Engel für Geflüchtete: Ordensschwester Viktoriya organisiert mit ihrem Team Feste für Kinder in der Ukraine, unterstützt wird sie dabei auch von Hilfstransporteuren der Humanitären Hilfe aus Bergisch Gladbach und Overath.

Mit einer Ordensschwester im Tarnanzug haben Helfer aus Overath und Bergisch Gladbach in der Ukraine Spielefeste für geflüchtete Kinder gestaltet.
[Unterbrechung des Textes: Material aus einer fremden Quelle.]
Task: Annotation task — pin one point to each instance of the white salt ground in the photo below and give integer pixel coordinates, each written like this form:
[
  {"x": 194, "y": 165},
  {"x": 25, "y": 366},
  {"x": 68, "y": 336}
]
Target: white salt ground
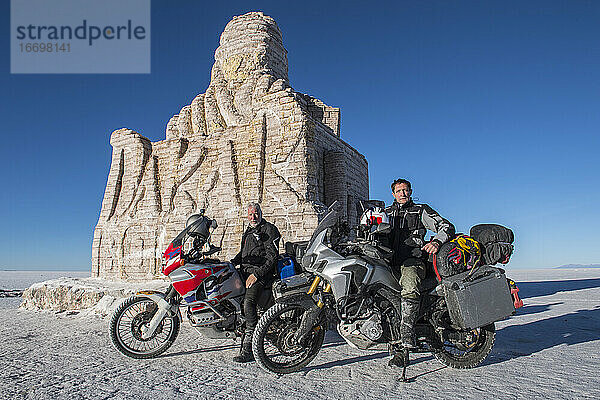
[{"x": 549, "y": 350}]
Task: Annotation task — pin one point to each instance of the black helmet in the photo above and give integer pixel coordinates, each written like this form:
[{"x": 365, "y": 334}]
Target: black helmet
[{"x": 200, "y": 226}]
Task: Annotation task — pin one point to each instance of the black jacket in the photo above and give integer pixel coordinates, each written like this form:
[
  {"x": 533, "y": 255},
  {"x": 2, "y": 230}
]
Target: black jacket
[
  {"x": 410, "y": 223},
  {"x": 259, "y": 251}
]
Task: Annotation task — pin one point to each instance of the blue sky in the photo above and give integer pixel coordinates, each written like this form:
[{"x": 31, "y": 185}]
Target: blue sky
[{"x": 491, "y": 109}]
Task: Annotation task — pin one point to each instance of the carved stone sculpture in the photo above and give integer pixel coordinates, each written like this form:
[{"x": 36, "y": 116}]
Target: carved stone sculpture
[{"x": 249, "y": 138}]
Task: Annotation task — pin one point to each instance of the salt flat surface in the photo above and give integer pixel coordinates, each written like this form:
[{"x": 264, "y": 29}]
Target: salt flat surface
[
  {"x": 10, "y": 280},
  {"x": 549, "y": 350}
]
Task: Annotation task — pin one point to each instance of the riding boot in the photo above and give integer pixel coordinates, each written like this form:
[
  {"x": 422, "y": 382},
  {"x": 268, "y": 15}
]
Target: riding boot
[
  {"x": 399, "y": 358},
  {"x": 410, "y": 311},
  {"x": 245, "y": 349}
]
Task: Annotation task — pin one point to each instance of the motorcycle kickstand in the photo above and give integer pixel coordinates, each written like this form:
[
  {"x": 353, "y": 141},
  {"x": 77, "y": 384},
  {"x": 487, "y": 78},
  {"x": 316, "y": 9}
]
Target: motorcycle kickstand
[{"x": 406, "y": 361}]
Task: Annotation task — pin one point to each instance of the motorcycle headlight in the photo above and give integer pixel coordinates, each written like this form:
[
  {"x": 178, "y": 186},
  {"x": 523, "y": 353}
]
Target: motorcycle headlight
[{"x": 308, "y": 260}]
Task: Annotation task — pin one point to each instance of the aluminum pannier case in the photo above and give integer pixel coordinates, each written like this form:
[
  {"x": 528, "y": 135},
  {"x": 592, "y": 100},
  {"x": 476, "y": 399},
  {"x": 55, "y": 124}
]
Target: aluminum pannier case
[{"x": 478, "y": 299}]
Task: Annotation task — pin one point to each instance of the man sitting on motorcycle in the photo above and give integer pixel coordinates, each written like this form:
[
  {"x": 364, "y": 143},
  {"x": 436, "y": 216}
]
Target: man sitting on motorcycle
[
  {"x": 410, "y": 223},
  {"x": 258, "y": 263}
]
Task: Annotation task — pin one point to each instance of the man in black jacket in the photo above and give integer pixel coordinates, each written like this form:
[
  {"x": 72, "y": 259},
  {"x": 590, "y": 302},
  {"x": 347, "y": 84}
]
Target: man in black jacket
[
  {"x": 257, "y": 260},
  {"x": 410, "y": 223}
]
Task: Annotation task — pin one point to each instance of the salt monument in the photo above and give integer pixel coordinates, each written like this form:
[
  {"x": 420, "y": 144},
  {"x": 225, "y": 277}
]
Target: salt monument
[{"x": 249, "y": 138}]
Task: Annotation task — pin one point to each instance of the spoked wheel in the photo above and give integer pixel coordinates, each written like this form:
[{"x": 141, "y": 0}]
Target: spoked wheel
[
  {"x": 273, "y": 341},
  {"x": 126, "y": 329},
  {"x": 470, "y": 352}
]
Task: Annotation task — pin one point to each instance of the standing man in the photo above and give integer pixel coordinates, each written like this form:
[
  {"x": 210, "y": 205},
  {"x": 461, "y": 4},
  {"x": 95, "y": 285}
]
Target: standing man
[
  {"x": 258, "y": 263},
  {"x": 410, "y": 223}
]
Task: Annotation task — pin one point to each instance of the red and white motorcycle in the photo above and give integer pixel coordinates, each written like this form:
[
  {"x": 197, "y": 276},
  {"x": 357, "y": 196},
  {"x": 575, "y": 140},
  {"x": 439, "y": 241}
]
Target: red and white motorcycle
[{"x": 208, "y": 291}]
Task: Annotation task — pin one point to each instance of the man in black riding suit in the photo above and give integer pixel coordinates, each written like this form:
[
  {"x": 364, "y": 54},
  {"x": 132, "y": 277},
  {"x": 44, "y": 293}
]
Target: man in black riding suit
[
  {"x": 410, "y": 223},
  {"x": 258, "y": 264}
]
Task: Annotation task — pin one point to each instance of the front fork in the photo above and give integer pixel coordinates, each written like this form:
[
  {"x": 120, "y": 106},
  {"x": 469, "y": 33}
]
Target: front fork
[{"x": 310, "y": 316}]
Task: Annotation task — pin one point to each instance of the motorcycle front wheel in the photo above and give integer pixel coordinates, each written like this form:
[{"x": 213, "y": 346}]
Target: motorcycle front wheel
[
  {"x": 273, "y": 345},
  {"x": 470, "y": 352},
  {"x": 127, "y": 322}
]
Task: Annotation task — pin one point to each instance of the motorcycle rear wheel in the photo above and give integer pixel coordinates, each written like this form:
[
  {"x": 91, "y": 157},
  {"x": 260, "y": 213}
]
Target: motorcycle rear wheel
[
  {"x": 125, "y": 329},
  {"x": 272, "y": 344},
  {"x": 467, "y": 355}
]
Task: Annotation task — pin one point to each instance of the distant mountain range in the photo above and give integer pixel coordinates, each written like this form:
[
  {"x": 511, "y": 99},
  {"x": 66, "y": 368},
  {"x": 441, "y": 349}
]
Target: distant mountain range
[{"x": 579, "y": 266}]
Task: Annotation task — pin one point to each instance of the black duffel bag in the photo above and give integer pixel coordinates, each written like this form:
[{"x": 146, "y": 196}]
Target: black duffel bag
[
  {"x": 496, "y": 241},
  {"x": 491, "y": 233}
]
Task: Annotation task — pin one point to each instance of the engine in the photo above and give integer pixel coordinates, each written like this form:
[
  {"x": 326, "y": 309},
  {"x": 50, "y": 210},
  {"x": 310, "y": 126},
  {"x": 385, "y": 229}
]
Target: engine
[{"x": 365, "y": 332}]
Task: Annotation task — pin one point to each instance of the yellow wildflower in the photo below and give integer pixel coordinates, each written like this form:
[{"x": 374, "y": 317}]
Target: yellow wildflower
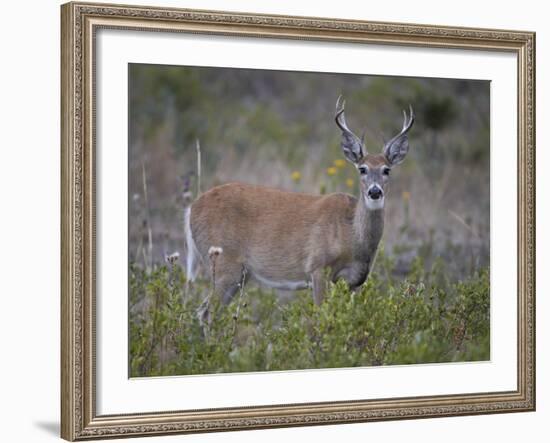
[{"x": 332, "y": 170}]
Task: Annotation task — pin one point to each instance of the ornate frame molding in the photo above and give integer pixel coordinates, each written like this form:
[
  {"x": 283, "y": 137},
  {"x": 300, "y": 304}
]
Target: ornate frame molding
[{"x": 79, "y": 420}]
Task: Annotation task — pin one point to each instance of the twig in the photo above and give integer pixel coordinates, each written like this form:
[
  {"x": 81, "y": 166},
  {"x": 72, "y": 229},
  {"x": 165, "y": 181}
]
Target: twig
[
  {"x": 239, "y": 302},
  {"x": 147, "y": 218},
  {"x": 198, "y": 168}
]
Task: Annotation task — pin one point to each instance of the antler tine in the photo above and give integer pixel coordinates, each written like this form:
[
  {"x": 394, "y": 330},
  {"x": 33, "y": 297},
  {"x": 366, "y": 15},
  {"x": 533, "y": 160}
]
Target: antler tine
[
  {"x": 407, "y": 125},
  {"x": 340, "y": 118}
]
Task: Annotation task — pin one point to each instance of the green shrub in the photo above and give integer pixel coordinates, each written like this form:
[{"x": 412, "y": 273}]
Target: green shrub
[{"x": 419, "y": 319}]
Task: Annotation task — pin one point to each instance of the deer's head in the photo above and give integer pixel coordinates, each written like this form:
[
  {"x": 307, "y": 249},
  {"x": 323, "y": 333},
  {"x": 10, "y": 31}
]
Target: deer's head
[{"x": 374, "y": 169}]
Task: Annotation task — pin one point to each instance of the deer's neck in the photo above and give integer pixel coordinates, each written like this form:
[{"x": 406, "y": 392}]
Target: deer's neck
[{"x": 368, "y": 226}]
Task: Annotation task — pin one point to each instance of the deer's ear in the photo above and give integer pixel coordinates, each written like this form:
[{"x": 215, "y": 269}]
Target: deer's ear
[{"x": 396, "y": 150}]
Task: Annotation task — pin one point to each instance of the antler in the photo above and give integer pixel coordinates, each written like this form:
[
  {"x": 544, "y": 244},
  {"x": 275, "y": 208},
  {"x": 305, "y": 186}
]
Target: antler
[
  {"x": 340, "y": 118},
  {"x": 407, "y": 125},
  {"x": 352, "y": 145}
]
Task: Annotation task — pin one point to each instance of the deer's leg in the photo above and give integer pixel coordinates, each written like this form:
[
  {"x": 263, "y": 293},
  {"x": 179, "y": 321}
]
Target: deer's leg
[
  {"x": 318, "y": 280},
  {"x": 228, "y": 278}
]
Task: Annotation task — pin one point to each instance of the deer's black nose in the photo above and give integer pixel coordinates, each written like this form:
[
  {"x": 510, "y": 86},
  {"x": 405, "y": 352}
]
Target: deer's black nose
[{"x": 375, "y": 193}]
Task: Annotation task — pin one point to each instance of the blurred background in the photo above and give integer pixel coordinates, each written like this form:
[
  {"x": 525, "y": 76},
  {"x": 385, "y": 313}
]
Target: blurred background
[{"x": 277, "y": 129}]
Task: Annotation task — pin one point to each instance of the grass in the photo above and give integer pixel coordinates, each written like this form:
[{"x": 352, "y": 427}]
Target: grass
[{"x": 422, "y": 318}]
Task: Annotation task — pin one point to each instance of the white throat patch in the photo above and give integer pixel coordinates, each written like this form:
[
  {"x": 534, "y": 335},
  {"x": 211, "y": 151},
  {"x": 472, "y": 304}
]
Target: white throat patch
[{"x": 374, "y": 204}]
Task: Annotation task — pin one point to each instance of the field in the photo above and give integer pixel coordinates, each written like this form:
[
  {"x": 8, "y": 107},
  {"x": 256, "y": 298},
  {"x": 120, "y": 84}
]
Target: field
[{"x": 428, "y": 297}]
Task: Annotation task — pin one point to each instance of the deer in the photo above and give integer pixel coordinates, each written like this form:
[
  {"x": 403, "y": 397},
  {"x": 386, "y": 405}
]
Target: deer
[{"x": 291, "y": 240}]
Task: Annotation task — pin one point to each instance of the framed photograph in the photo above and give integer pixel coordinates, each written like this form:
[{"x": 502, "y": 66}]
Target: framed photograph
[{"x": 283, "y": 221}]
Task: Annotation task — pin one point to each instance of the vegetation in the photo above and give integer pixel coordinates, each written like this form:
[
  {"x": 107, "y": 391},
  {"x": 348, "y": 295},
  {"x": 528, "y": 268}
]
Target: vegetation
[
  {"x": 420, "y": 319},
  {"x": 427, "y": 299}
]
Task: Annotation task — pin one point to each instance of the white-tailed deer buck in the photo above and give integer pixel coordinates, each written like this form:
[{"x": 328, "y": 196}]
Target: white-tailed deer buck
[{"x": 287, "y": 240}]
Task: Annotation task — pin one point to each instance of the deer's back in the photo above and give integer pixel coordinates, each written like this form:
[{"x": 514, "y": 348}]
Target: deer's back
[{"x": 272, "y": 229}]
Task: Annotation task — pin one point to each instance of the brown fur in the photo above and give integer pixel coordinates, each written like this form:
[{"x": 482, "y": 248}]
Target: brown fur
[{"x": 284, "y": 236}]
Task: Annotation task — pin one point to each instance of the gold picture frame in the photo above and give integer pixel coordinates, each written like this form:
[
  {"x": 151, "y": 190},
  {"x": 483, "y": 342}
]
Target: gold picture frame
[{"x": 80, "y": 21}]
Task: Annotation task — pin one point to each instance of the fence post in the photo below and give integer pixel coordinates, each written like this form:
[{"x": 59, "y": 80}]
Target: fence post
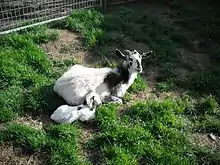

Was macht eine Ordensschwester im Krieg? Sie trägt militärische Tarnkleidung, Engelsflügel und einen Heiligenschein. Ordensschwester Viktoriya Andrushchyshyna steht in einer heruntergekommenen Turnhalle umringt von Kindern, lächelt und beginnt, mit den Kindern zu tanzen. Viele von ihnen haben ihre Väter bereits im Krieg verloren, fast alle mussten aus ihren Heimatorten im Osten der Ukraine flüchten.

An diesem Nachmittag in der Turnhalle unter den teils nur noch an einem Kabel von der Decke baumelnden Lampen aber scheint das für einen Moment weit weg zu sein, zaubert Schwester Viktoriya mit ihrem „Engel“-Team ein Lächeln aufs Gesicht. An diesem Nachmittag mit besonderer Unterstützung. Die Fahrerinnen und Fahrer des 13. Ukraine-Hilfskonvois der Humanitären Hilfe aus Overath und Bergisch Gladbach sind in das kleine Dorf gekommen, in dem heute das „Engelsfest“ stattfindet, und helfen mit.

Hilfstransporteur Alfons Clasen tanzt mit einem ukrainischen Kind beim „Engelsfest“ von Ordensschwester Viktoriya Andrushchyshyna (l.) für geflüchtete Kinder in der Ukraine.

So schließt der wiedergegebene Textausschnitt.